The timing controller 8 generates GSP, GSC, GOE signals, etc. to control the gate driver 4, and SSP, SSC, SOE and POL signals, etc. to control the data driver 6. The timing controller 8 generates control signals such as GSP, GSC, GOE, SSP, SSC, SOE and POL, etc. using a data enable signal DE for informing an effective data interval input from the exterior, a horizontal synchronizing signal Hsync, a vertical synchronizing signal Vsync and a dot clock DCLK for determining a transmission timing of the pixel data RGB.
The related art liquid crystal display device has a red (R) color filter, a green (G) color filter and a blue (B) color filter for each sub-pixel on the upper substrate of the liquid crystal display panel 2, as shown in FIG. 2. Generally, a combination of three sub-pixels 10 provided with such R, G and B color filters used to provide color for one pixel. The R, G and B color filters are formed for each cell area, that is, for each sub-pixel area defined by a black matrix having a matrix type.
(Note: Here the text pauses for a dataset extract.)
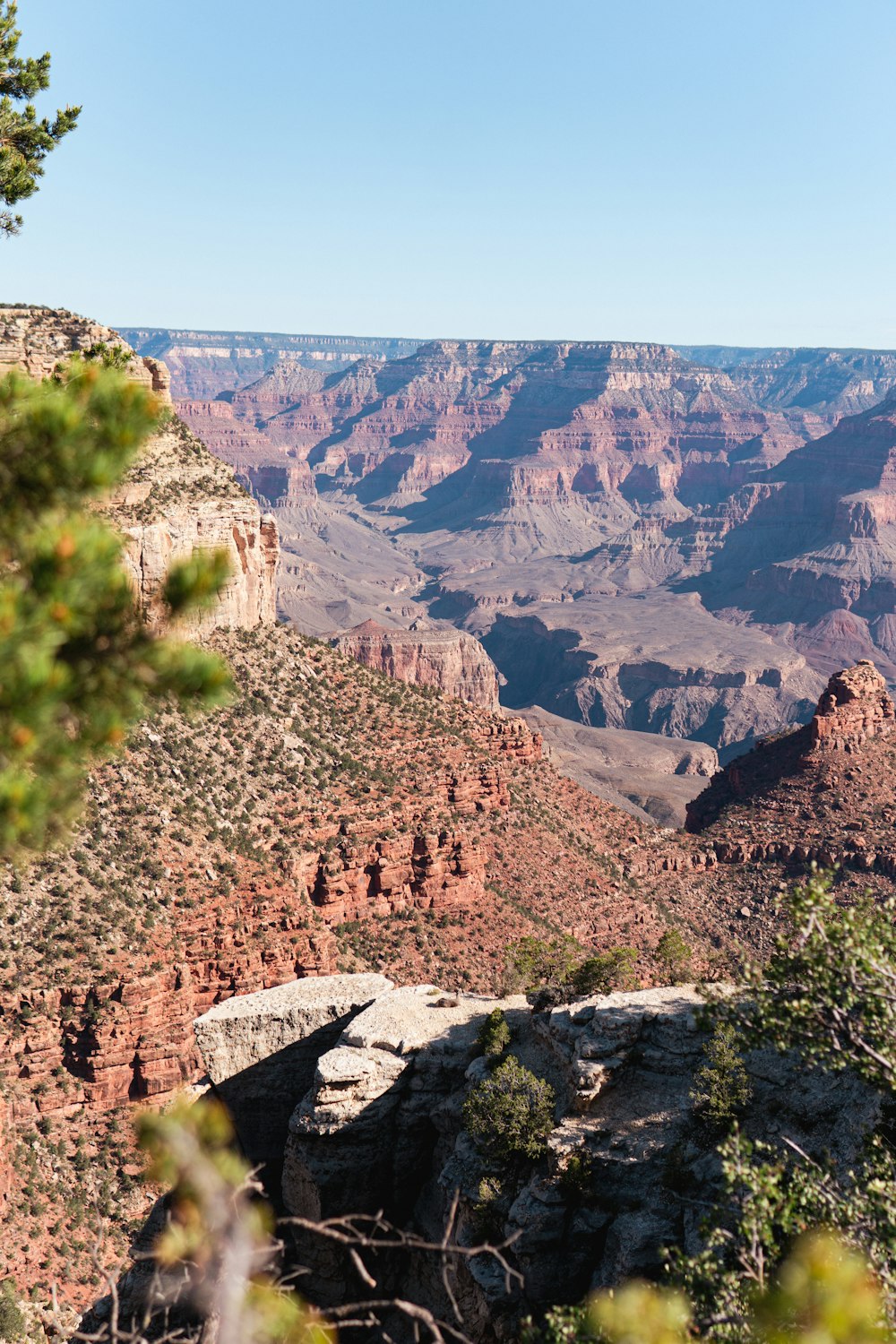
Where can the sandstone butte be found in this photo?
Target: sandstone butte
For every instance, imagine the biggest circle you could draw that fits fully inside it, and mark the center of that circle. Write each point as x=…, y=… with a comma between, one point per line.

A common electrode 20 is entirely coated onto the upper substrate having the R, G and B color filters to apply to a common voltage Vcom to the liquid crystal cell Clc. The common voltage Vcom applied to the common electrode 20 keeps a constant direct current voltage as shown in FIG. 3. Further, a pixel signal D, alternating a positive(+) polarity and a negative(−) polarity on the basis of the common voltage Vcom as shown in FIG. 3, is applied, via the data line DL and the thin film transistor TFT, to the liquid crystal cell Clc.
However, in the related art liquid crystal display device, because the R, G and B color filters have a different transmission characteristic, transmittance (T) curves of the R, G and B lights related to a supply voltage V have a different shape as shown in FIG. 4A and FIG. 4B. FIG. 4A and FIG. 4B show transmittance (T) curves of R, G and B lights related to a supply voltage V at each of the R, G and B liquid crystal cells using a liquid crystal having an optically compensated bend (OCB) mode. Herein, a 650 nm waveform means an R light; a 550 nm does a G light; and a 450 nm does a B light. Referring to FIG. 4A and FIG. 4B, it can be seen that, as light transmittances at the R, G and B liquid crystal cells are different from each other, supply voltages V corresponding to minimum brightness of the R, G and B lights at a black level are different from each other. More specifically, as can be seen from FIG. 4B, a supply voltage V corresponding to a minimum brightness of the B light is smaller than 4V, whereas a supply voltage V corresponding to a minimum brightness of the G or R light is larger than 4V. Accordingly, since a brightness of the B light becomes relatively high when supply voltages V corresponding to minimum brightness of the G and B lights are determined by a black level voltage, a color shift phenomenon causing a rise of the black level occurs. Because such a color shift phenomenon reduces a contrast ratio, sharpness of a picture displayed on the liquid crystal display device is deteriorated.